I woke late. I knew it was late but didn’t realize how late it was until I look at my little portable square clock, which I turned several ways to make sure I was reading the numbers correctly. It was eleven; I had even missed the buffet breakfast. I was so drugged with sleep and exhaustion, a potent chemical mix, that at first I didn’t know where I was and why I was wherever I was. Then, slowly, like mixed letters of words reassembling, ym eadh yslowl cleared. 11:05 a.m. I still couldn’t believe it. I usually get up at 6:30 every day. Well, I guess it wasn’t in the script that I be in the synagogue at seven my first morning in Prague.
A quick, cool shower woke me. I’ll go to the Altneushul tomorrow. First, a walk to the huge Old Town Square — the essence of Prague, like the Eiffel Tower to Paris or Piazza San Marco to Venice — which was just a few minutes away from the quiet, cobble-stoned street my hotel was on.
I took a deep breath, breathing in light and air. Finally, in Prague. The spacious square opened before me like a flower. At one side was the famous clock tower, and nearby — according to my map — in the same building where the K family had once lived at the end of the nineteenth century, the K Museum.

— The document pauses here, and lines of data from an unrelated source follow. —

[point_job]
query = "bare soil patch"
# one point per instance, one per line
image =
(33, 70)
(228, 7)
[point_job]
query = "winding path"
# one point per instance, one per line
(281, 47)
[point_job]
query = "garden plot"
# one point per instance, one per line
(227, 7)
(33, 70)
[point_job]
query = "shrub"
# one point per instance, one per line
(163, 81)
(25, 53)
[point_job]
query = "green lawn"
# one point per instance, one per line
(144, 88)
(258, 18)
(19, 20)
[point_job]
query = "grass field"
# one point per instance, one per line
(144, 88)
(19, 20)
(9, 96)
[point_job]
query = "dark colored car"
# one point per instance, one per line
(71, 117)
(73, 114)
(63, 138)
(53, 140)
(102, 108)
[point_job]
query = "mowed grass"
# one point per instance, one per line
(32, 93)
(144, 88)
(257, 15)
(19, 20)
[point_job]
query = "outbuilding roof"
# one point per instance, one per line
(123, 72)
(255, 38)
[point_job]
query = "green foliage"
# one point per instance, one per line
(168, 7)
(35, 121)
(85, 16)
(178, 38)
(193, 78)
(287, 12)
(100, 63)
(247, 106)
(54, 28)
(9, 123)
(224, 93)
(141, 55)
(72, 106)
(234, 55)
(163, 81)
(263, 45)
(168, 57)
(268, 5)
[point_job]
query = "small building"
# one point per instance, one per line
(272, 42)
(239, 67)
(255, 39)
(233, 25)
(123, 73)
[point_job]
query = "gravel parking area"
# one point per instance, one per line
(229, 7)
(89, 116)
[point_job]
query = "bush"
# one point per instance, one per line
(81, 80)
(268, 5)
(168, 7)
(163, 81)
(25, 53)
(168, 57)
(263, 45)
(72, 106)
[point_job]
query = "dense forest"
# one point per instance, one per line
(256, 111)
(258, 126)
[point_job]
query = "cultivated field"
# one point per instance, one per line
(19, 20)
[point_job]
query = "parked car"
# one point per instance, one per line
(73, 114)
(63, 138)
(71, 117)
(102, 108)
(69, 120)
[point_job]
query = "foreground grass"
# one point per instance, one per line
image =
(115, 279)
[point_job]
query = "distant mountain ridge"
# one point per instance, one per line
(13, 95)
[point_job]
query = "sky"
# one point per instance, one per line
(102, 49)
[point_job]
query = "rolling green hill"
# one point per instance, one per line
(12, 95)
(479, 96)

I looked around, at the throngs of people, at the buildings. Prague had its arms outspread. The communists gone. The city, one of the most beautiful — if not the most beautiful — in Europe was magically back to its former glory. Under the communists, as I told Jiri in New York, greyness covered the city like a mold. But now sunshine was everywhere. Lambent in the darkest corners. At night; in shadows; inside houses; within clouds. On people’s faces. Light.

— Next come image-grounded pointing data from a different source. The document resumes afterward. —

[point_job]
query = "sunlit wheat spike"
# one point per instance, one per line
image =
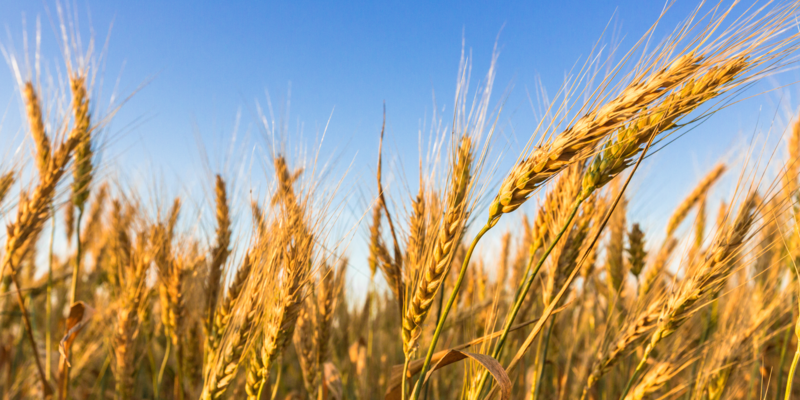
(708, 276)
(220, 251)
(635, 331)
(636, 251)
(699, 191)
(33, 109)
(82, 170)
(229, 354)
(652, 274)
(438, 261)
(578, 141)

Books always had Prague as a center of intrigue, filled with double and triple agents who had so many presumed loyalties that when they woke in the morning they didn’t know whose side they were on. I had my own intrigue. I was supposed to meet a man whose name I forgot, who would recommend me to other people whose names I didn’t know. All of a sudden, perhaps because of my febrile imagination and the sense of the fantastic inspired by the great writer of Prague, perhaps because of the pen that spoke in guillotined words, I thought of myself as an agent bringing secret messages, phrases in a language I didn’t know, an innocent pawn in a three-dimensional chessboard bringing word to the king in his castle.

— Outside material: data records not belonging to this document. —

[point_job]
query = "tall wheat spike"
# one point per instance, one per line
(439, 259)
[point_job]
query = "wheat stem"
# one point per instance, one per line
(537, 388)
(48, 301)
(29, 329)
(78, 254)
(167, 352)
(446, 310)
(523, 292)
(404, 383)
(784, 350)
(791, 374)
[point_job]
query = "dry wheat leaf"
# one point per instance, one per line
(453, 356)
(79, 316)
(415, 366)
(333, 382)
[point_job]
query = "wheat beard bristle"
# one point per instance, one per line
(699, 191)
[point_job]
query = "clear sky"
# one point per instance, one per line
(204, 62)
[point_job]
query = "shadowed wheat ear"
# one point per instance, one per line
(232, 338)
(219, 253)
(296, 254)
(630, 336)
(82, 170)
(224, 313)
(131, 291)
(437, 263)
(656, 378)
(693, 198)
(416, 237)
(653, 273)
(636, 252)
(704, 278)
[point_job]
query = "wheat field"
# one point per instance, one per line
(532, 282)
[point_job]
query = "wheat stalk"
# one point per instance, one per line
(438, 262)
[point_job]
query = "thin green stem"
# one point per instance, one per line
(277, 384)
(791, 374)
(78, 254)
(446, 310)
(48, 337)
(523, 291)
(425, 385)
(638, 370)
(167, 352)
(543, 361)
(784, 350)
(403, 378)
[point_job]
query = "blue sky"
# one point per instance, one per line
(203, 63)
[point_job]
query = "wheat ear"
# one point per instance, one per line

I saw conspiracies, hidden messages, everywhere, as if all of Prague was a CIA outpost or a set for a spy movie, which was strange, for I didn’t watch spy movies. Jiri and Betty were part of this too, and the secret message I had intercepted was “nepa tara glos”—not too old. Intercepted, yes. Even deciphered. But to whom do I bring my prize? And what if “nepa tara glos” were not the secret password, but “nepa tara pilus”? For I remember Betty in the hospital room throwing me a significant glance when she said either “nepa tara glos” or “nepa tara pilus.” But which was the right phrase? Maybe both together were the magic combination.
On the square, I saw at least a score of college-age youngsters and a few older people walking around carrying placards on their chests and backs advertising the many concerts offered daily in Prague. They reminded me of the men who hang around New York’s Eighth Avenue and Fifth Avenue touting bargain leather jackets or bargain diamond rings.
One girl in particular attracted my attention. As I told Betty, I’m not looking, but I do keep my eyes open. When I saw that girl’s face my eyes were open. She had a classically oval face, dark eyes, impeccable skin, and black hair covered by a navy-blue beret worn at a fetching angle. I imagined her at the mirror, tilting the beret this way — no, that way — until she had the proper slant. That lovely blue beret, the crowning touch, set her apart, made her look like a cover girl. Does the hat make the face, or does the face add allure to the hat?